Another beginner friendly insight is that metrics must be comparable over time to be meaningful. If you change the definition of a metric every month, you cannot tell whether you improved or simply changed counting rules. This is why consistent definitions matter, like what counts as a policy violation, what counts as a confirmed incident, or what counts as a high severity issue. It is also why you often track both absolute numbers and normalized numbers, such as per one thousand requests, because the system may be growing. If request volume doubles, you do not want to panic just because alerts doubled, and you also do not want to relax just because incident counts stayed flat. Normalized metrics help you see whether risk per unit of activity is increasing or decreasing.
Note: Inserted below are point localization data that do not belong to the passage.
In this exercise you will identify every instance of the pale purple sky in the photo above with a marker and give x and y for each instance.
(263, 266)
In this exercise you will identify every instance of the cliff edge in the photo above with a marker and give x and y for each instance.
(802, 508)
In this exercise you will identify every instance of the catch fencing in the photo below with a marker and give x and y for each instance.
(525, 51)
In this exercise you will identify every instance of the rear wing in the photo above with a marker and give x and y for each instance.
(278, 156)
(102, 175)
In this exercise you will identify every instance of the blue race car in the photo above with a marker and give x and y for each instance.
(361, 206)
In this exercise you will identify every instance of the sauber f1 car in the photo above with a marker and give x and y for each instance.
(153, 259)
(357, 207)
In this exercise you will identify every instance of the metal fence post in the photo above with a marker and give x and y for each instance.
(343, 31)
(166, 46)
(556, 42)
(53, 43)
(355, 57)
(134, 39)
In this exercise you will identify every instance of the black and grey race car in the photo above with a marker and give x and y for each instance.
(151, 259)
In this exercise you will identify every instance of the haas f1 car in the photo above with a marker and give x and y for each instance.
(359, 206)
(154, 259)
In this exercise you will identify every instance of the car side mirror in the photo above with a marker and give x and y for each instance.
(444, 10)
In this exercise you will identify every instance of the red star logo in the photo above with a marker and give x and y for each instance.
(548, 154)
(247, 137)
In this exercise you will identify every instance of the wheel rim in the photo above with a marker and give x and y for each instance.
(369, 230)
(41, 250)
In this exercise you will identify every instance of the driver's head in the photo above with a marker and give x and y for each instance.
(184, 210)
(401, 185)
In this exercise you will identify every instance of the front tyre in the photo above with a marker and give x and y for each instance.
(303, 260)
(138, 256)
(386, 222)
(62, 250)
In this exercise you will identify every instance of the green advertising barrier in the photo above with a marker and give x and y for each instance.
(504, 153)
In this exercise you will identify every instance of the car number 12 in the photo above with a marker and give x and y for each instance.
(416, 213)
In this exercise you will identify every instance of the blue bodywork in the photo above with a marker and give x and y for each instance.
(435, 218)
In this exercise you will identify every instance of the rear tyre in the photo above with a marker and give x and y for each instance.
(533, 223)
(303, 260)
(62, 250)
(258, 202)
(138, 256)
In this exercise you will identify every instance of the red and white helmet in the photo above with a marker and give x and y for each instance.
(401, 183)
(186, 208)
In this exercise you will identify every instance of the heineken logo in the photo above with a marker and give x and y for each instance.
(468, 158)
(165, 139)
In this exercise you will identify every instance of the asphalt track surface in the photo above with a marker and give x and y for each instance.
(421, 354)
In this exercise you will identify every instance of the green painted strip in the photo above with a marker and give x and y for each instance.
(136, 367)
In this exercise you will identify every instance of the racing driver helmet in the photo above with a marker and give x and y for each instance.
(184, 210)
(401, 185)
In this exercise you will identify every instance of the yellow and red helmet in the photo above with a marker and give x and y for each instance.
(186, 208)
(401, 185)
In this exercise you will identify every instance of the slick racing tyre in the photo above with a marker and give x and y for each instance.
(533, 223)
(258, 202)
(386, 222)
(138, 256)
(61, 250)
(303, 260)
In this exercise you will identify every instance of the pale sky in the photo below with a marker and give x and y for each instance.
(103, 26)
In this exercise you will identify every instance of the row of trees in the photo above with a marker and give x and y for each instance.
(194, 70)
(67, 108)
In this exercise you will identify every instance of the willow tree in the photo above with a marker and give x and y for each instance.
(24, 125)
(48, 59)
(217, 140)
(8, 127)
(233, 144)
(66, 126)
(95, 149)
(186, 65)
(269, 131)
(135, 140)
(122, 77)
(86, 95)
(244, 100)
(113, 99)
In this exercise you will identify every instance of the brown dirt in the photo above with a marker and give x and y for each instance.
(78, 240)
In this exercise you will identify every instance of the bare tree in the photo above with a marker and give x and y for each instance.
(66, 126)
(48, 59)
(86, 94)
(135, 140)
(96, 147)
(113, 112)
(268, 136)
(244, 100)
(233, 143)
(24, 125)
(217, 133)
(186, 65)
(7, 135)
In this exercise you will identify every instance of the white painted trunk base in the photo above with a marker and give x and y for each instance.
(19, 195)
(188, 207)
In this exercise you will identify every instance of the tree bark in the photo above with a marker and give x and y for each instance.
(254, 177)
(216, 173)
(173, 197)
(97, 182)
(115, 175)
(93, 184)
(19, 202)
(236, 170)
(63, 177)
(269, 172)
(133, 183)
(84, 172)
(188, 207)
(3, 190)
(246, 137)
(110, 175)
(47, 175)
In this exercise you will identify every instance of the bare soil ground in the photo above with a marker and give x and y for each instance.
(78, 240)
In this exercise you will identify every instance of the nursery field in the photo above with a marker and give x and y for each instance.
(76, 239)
It is worth addressing the fear that metrics will be used to punish people, because that fear can make teams avoid measurement. A healthy security program uses metrics to improve systems, not to blame individuals for every spike. When metrics are used as a weapon, people will hide problems, redefine categories, or avoid reporting, which makes security weaker. A healthier approach is to treat metrics as feedback, like a coach uses statistics to improve a team. You can still hold teams accountable, but the focus is on fixing root causes, removing repeated failure patterns, and improving reliability. In A I security, this matters even more because many problems are shared across teams, like data quality, integration complexity, and unclear usage rules.
To make this concrete, imagine you have three possible projects: improving detection of sensitive data in prompts, tightening access approvals for the A I system, and updating training so students stop pasting private data into the tool. Without metrics, these might all feel equally urgent. With metrics, you might discover that sensitive data inputs are common, making detection improvements high priority, or you might discover that most issues come from a small set of accounts, making access control improvements more urgent. You might also discover that violations are mostly accidental, making training and clearer guidance a quick win that reduces risk immediately. The point is not that metrics magically decide for you, but that they give you a clear reason for your choice, and that reason can be shared and defended.
By the end of this lesson, you should see metrics as both a compass and a receipt. They guide you toward the work that reduces the most risk and removes the most friction, which is how you prioritize in a world of limited time. They also document what changed, which is how you prove value without hype. The most effective security programs measure outcomes when possible, support them with strong output and process metrics, and keep definitions consistent so progress is real. When you can say we reduced detection time, reduced policy violations, and reduced repeated issues in A I systems, you are not just describing activity, you are demonstrating maturity. That is what metrics are for: smarter choices now, and credible proof later.